L'approccio A.S.A.P. è specialmente utile e porta benefici ambientali e di sostenibilità economica in questo settore perché:
- ha dimostrato che è possibile intervenire per ridurre la pressione ambientale aumentando le performance di una rete idrica anche con investimenti relativamente limitati e su scala anche mediopiccola;
- ha mostrato come l'effetto gestionale (acqua fatturata e riduzione dei costi energetici) sia positivo e giustifichi l'intervento;
- ha mostrato che il vantaggio sul lungo termine è cumulativamente maggiore di quello di breve periodo, e perciò l'approccio A.S.A.P. dovrebbe essere incluso nelle metodiche standard in fase di progettazione di nuove reti o del revamping di reti esistenti;
- ha mostrato che è conveniente implementare l'approccio A.S.A.P. in tutti i casi in cui c'è un carico variabile (tipicamente la pressione turistica in zone costiere).

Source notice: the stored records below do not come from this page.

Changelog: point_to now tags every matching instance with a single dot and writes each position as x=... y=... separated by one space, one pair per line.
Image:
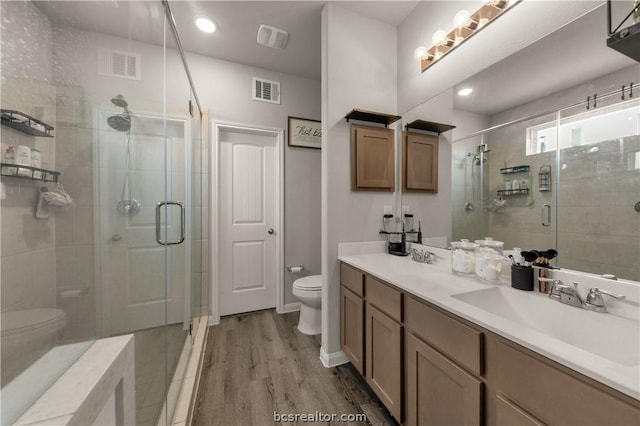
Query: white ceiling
x=561 y=60
x=568 y=57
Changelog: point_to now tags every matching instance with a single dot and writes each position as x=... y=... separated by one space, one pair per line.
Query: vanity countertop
x=435 y=283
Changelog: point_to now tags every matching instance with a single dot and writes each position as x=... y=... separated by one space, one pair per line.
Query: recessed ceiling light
x=204 y=23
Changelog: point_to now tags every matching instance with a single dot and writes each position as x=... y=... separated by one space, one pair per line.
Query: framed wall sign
x=305 y=133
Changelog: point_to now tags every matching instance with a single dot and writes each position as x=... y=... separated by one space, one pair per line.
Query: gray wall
x=225 y=89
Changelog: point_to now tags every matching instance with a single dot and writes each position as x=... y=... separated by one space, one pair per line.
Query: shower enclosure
x=115 y=117
x=567 y=179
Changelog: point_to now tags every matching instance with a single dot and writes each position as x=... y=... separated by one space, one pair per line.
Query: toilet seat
x=309 y=283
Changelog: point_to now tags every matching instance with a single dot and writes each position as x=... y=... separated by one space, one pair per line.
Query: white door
x=248 y=209
x=133 y=264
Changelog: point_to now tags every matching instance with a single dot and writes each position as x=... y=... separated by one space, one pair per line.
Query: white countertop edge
x=617 y=376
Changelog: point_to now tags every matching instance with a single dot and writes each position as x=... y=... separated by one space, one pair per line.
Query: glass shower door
x=599 y=186
x=134 y=226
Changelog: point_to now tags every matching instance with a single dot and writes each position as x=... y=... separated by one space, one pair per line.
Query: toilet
x=309 y=291
x=26 y=336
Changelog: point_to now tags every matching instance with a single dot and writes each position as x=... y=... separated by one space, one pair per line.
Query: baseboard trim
x=333 y=359
x=291 y=307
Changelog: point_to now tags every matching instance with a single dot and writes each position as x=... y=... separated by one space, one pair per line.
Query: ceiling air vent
x=272 y=37
x=117 y=63
x=266 y=91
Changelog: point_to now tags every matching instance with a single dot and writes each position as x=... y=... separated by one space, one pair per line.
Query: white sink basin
x=609 y=336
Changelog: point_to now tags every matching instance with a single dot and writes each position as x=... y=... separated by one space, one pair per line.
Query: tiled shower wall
x=75 y=271
x=597 y=228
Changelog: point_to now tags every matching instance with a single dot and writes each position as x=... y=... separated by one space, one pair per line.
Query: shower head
x=119 y=101
x=120 y=122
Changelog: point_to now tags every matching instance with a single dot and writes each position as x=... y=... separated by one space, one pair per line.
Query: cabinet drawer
x=556 y=396
x=459 y=341
x=384 y=297
x=352 y=279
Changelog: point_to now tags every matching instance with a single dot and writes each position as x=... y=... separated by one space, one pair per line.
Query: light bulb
x=461 y=19
x=439 y=38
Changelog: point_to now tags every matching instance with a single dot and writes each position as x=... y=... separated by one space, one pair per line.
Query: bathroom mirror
x=520 y=189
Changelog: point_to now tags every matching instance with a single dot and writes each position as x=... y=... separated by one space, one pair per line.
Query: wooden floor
x=258 y=363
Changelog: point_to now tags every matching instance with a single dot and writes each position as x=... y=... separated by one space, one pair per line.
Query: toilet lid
x=312 y=282
x=28 y=319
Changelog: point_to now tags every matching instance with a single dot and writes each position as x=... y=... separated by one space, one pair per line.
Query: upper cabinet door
x=372 y=159
x=420 y=162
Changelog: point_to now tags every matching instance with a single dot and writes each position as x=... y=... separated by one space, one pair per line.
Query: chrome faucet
x=595 y=302
x=570 y=295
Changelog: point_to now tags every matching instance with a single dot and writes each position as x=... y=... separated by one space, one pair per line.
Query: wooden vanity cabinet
x=536 y=390
x=431 y=367
x=383 y=342
x=372 y=158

Durante lo sviluppo del progetto A.S.A.P. si è compreso che vi sono ancora altri spazi di integrazione del sistema per renderlo ancora efficace dal punto di vista ambientale e della sostenibilità economica: per esempio sono interessanti i fronti della misurazione e regolazione della domanda, della ispezione delle reti, della modellazione fine, dell'impiantistica idraulica interna alle abitazioni.
Per quanto concerne l'indotto dell'industria dell'acqua, il protocollo A.S.A.P. apre allo sviluppo ulteriore e alla diffusione massiccia del telecontrollo e all'ulteriore affinamento dei dispositivi di modellazione e regolazione per quanto riguarda l'ottimizzazione energetica.

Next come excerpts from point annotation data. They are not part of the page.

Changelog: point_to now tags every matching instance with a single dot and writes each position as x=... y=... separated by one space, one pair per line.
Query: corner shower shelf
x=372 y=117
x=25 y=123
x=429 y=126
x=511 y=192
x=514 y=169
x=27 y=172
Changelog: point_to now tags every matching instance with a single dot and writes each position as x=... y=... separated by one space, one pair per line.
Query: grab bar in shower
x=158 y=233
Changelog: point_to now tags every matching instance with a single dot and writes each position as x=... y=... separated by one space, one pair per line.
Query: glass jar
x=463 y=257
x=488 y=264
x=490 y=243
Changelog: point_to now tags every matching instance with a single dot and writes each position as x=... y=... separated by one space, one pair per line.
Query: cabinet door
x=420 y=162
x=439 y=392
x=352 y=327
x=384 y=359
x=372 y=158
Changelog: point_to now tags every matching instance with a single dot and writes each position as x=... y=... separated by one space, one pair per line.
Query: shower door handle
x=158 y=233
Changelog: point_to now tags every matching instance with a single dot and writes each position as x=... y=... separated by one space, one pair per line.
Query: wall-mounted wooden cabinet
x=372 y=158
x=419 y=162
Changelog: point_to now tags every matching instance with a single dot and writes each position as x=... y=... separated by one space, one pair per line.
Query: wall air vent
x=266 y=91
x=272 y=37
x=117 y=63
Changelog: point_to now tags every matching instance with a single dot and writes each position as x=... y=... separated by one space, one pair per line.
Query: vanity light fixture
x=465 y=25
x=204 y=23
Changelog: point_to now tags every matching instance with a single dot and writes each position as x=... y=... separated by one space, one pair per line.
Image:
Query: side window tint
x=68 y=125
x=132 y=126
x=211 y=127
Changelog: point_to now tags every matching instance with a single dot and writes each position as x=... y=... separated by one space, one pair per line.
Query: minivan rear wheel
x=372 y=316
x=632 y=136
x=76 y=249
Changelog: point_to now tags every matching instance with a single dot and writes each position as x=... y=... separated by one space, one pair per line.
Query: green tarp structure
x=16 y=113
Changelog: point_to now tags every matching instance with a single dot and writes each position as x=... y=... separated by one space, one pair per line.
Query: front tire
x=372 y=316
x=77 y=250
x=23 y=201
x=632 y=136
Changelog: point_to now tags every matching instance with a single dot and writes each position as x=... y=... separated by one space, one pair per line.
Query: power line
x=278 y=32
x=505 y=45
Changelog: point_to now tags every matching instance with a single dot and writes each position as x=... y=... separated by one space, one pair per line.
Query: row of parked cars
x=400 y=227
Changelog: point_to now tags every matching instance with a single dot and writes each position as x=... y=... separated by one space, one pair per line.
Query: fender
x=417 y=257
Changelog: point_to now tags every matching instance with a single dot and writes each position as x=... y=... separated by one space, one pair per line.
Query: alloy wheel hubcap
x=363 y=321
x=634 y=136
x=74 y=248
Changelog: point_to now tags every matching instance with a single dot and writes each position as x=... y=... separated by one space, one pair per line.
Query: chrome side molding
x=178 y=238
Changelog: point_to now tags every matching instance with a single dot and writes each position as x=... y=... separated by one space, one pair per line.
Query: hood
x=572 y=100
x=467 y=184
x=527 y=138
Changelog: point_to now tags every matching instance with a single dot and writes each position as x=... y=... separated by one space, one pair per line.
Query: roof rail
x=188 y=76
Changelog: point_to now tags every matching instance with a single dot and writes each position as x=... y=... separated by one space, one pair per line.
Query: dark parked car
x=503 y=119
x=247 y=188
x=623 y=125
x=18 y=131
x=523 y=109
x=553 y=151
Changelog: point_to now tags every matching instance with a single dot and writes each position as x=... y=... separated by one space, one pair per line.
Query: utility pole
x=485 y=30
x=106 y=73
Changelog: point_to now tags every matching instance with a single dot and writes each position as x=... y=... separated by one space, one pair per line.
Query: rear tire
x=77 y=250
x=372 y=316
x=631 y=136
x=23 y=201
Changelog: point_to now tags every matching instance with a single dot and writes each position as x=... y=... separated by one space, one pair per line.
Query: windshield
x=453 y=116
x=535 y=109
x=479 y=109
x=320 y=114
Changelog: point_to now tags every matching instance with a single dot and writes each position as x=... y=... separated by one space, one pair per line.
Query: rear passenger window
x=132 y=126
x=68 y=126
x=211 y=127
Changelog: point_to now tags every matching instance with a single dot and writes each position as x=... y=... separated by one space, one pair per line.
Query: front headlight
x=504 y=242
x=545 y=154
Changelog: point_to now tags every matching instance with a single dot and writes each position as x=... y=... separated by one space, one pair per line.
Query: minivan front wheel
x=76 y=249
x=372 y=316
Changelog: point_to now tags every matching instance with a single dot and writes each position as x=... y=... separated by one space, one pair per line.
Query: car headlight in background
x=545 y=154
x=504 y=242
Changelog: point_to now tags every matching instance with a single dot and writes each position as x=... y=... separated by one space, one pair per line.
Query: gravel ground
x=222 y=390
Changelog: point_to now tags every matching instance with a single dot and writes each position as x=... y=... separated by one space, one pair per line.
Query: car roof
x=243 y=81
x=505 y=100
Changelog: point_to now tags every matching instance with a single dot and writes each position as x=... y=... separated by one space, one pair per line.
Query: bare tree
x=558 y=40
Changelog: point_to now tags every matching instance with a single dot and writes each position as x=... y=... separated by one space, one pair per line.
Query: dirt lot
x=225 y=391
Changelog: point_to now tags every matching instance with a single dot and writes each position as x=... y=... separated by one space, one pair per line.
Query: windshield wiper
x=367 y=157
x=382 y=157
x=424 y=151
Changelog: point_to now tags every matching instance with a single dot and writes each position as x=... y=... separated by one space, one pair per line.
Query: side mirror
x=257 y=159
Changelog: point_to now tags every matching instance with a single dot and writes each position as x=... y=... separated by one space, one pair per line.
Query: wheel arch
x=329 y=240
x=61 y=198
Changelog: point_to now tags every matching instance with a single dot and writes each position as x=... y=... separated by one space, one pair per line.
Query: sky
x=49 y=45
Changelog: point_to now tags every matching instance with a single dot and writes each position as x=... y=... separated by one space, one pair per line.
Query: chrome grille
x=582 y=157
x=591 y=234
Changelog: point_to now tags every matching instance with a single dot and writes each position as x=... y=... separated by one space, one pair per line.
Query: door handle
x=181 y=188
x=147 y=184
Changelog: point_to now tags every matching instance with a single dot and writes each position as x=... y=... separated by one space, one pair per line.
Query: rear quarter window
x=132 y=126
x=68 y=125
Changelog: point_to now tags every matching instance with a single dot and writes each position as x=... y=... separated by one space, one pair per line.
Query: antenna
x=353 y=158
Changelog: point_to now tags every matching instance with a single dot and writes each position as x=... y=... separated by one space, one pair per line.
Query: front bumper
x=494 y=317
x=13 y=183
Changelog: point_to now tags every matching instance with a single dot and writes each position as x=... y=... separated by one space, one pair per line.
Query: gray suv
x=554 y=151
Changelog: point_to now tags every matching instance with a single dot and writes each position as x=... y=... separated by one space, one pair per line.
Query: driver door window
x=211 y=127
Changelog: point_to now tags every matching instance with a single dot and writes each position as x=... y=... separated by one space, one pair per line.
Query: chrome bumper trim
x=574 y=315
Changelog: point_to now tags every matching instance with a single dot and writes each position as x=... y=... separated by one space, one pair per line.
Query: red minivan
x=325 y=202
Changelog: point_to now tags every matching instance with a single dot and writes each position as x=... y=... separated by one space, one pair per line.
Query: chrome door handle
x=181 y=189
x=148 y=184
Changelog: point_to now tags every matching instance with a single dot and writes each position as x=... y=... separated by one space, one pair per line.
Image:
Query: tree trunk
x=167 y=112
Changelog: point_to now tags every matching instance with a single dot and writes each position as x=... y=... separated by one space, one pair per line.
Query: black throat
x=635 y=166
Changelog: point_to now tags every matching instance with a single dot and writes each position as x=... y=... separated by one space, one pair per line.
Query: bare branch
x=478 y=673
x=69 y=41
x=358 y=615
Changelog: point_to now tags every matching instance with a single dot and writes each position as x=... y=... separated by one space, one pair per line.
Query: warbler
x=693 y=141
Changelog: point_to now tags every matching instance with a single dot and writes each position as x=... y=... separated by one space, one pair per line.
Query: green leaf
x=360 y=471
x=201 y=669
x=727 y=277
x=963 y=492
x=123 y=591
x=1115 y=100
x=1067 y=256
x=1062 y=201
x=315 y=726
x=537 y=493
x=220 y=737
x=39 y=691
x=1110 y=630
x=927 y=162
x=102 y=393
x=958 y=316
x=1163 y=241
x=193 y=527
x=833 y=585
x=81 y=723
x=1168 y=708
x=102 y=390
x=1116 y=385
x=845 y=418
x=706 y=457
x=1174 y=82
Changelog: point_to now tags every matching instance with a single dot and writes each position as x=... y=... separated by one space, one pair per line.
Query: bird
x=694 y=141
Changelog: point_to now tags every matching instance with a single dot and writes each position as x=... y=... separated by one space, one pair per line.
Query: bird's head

A.S.A.P. in relazione al quadro legislativo relativo alla Direttiva Quadro sulle Acque
Il protocollo A.S.A.P. è stato incluso nelle raccomandazioni che la Federazione delle utilities ha sottoposto alla Regione Toscana per delineare una nuova normativa regionale in materia, anche in vista dell'armonizzazione delle competenze dei diversi organismi nel quadro del Piano di Bacino.
Il progetto A.S.A.P. ha poi messo chiaramente in correlazione la pianificazione territoriale con lo sfruttamento al limite dell'esaurimento della risorsa idrica ed ha prodotto sollecitazioni istituzionali perchè il principale fattore che rientra nelle competenze del beneficiario (cioè gli insediamenti abitativi) venisse esaminato in maniera sistematica.

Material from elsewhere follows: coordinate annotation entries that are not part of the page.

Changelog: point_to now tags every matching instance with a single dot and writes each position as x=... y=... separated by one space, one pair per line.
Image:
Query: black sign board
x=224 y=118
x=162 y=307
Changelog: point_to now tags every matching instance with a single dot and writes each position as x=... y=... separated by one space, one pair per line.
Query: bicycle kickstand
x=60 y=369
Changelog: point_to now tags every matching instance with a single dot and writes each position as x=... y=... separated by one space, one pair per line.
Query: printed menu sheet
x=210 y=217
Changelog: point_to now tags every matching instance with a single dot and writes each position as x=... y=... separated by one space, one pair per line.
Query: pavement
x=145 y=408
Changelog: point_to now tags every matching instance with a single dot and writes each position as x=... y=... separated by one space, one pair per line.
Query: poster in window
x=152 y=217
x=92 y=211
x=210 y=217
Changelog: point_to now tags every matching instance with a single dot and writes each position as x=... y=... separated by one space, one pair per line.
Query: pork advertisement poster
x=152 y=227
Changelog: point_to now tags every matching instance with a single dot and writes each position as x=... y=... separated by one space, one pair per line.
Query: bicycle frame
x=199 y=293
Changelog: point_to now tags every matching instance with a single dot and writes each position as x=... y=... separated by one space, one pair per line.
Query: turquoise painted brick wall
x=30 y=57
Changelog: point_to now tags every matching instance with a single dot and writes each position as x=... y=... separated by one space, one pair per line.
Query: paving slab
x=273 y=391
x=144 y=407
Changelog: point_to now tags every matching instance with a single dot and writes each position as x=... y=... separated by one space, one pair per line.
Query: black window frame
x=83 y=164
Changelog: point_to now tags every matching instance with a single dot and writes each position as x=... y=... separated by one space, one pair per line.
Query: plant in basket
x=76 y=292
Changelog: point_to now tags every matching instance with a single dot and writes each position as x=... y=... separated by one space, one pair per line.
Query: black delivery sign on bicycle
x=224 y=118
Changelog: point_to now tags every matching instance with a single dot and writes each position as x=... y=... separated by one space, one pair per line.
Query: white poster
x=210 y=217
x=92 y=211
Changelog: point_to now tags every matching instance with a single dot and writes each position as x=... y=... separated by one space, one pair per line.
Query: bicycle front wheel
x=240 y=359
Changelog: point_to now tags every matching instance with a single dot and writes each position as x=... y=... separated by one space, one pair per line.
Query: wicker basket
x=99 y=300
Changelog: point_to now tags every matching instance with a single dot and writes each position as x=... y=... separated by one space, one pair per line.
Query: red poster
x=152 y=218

Il risultato è stata l'aggregazione attorno al progetto WIZ WateriZe spatial planning (presentato nel quadro dell'invito LIFE+ 2009) dei principali attori: Acque S.p.A. in quanto gestore unico, l'Autorità di Bacino del Fiume Arno, e FUNITG per la parte di valutazione della dimensione europea e di comunicazione con i cittadini. Il progetto ha l'obiettivo di rendere disponibile la proiezione della disponibilità di risorsa idrica in relazione agli scenari di cambiamento climatico ai decisori della pianificazione territoriale (in particolare i sindaci che autorizzano gli insediamenti abitativi) e ai cittadini (che così potranno decidere se partecipare alla costruzione di una casa in una zona già potenzialmente sofrasfruttata dal punto di vista idrico).
A.S.A.P. in relazione ad alcuni dei capitoli del 6EAP (Sesto Programma di Azione Ambientale)
In estrema sintesi A.S.A.P. contribuisce al 6EAP per:
- approccio strategico, infatti ha mobilitato più strumenti intorno alla questione della difesa delle acque sotterranee, generando un approccio che ora è diventato strutturale a livello del gestore Acque, sta diventando mainstream a livello regionale (Toscana) e delle aziende partecipate da ACEA a livello nazionale, ed è stato ripreso e rilanciato a livello sovranazionale dall'Instituto Tecnológico del Agua (ITA) dell'Università Politecnica di Valencia.
- uso sostenibile delle risorse, in particolare attraverso il lavoro di modellazione per l'individuazione delle condizioni di equilibrio dell'acquifero, intese come condizioni da garantire.
- policy making, attraverso lo sforzo di definire l'approccio A.S.A.P. come asse portante dei piani di gestione a livello di ambiti ottimali di gestione, e potenzialmente a livello più ampio, per esempio con l'assimiliazione a Best Available Techniques (BAT) di A.S.A.P. e progetti di analogo apporto, suggerendo che l'adozione delle migliori pratiche debba diventare più pervasiva nelle politiche e programmazioni.